Training courses

Kernel and Embedded Linux

Bootlin training courses

Embedded Linux, kernel,
Yocto Project, Buildroot, real-time,
graphics, boot time, debugging...

Bootlin logo

Elixir Cross Referencer

.. index:: encoder

Encoders
========

This section gives an overview of encoders, details on the encoders
that ship with libxo, and documentation for developers of future
encoders.

Overview
--------

The libxo library contains software to generate four "built-in"
formats: text, XML, JSON, and HTML.  These formats are common and
useful, but there are other common and useful formats that users will
want, and including them all in the libxo software would be difficult
and cumbersome.

To allow support for additional encodings, libxo includes a
"pluggable" extension mechanism for dynamically loading new encoders.
libxo-based applications can automatically use any installed encoder.

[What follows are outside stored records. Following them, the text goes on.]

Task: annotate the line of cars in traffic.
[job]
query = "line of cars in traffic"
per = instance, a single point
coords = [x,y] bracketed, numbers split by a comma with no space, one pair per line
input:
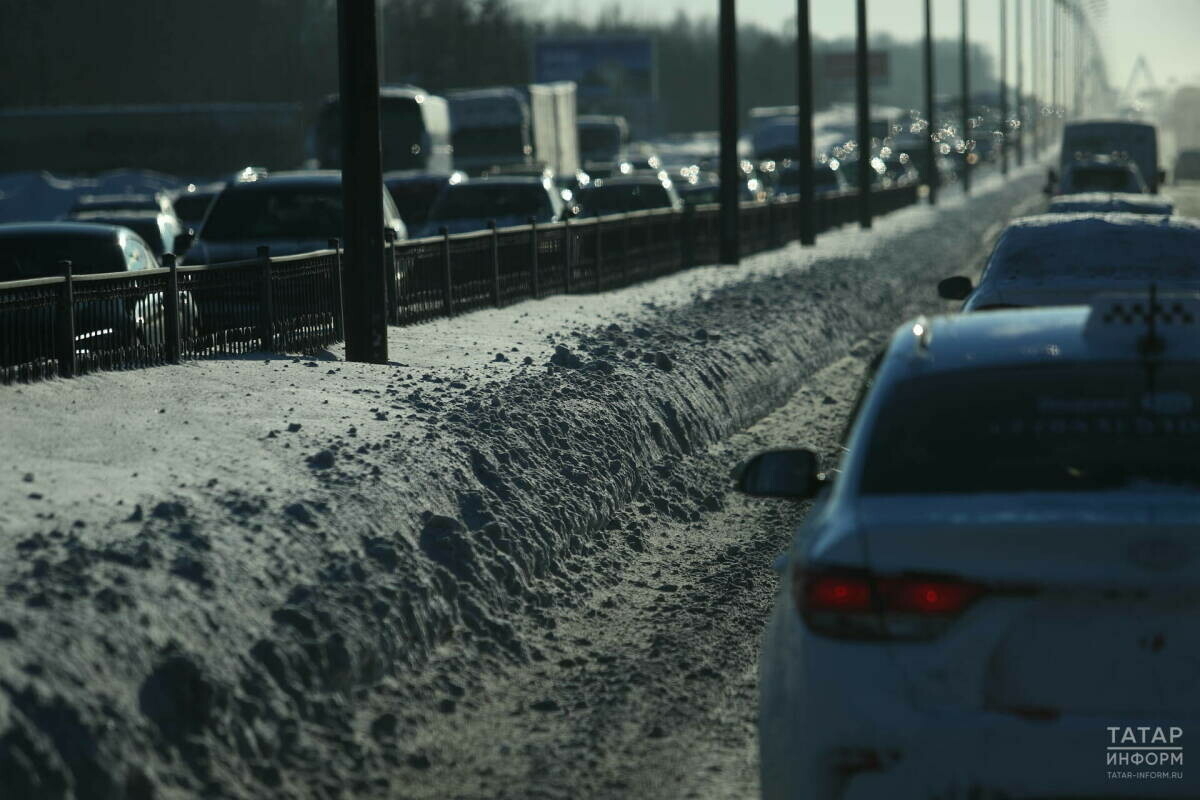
[1002,570]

Use the "encoder=XXX" option to access encoders.  The following
example uses the "cbor" encoder, saving the output into a file::

    df --libxo encoder=cbor > df-output.cbor

Encoders can support specific options that can be accessed by
following the encoder name with a colon (':') or a plus sign ('+') and
one of more options, separated by the same character::

    df --libxo encoder=csv+path=filesystem+leaf=name+no-header
    df --libxo encoder=csv:path=filesystem:leaf=name:no-header

These examples instructs libxo to load the "csv" encoder and pass the
following options::

   path=filesystem
   leaf=name
   no-header

Each of these option is interpreted by the encoder, and all such
options names and semantics are specific to the particular encoder.
Refer to the intended encoder for documentation on its options.

The string "@" can be used in place of the string "encoder=".

    df --libxo @csv:no-header

.. _csv_encoder:

CSV - Comma Separated Values
----------------------------

libxo ships with a custom encoder for "CSV" files, a common format for
comma separated values.  The output of the CSV encoder can be loaded
directly into spreadsheets or similar applications.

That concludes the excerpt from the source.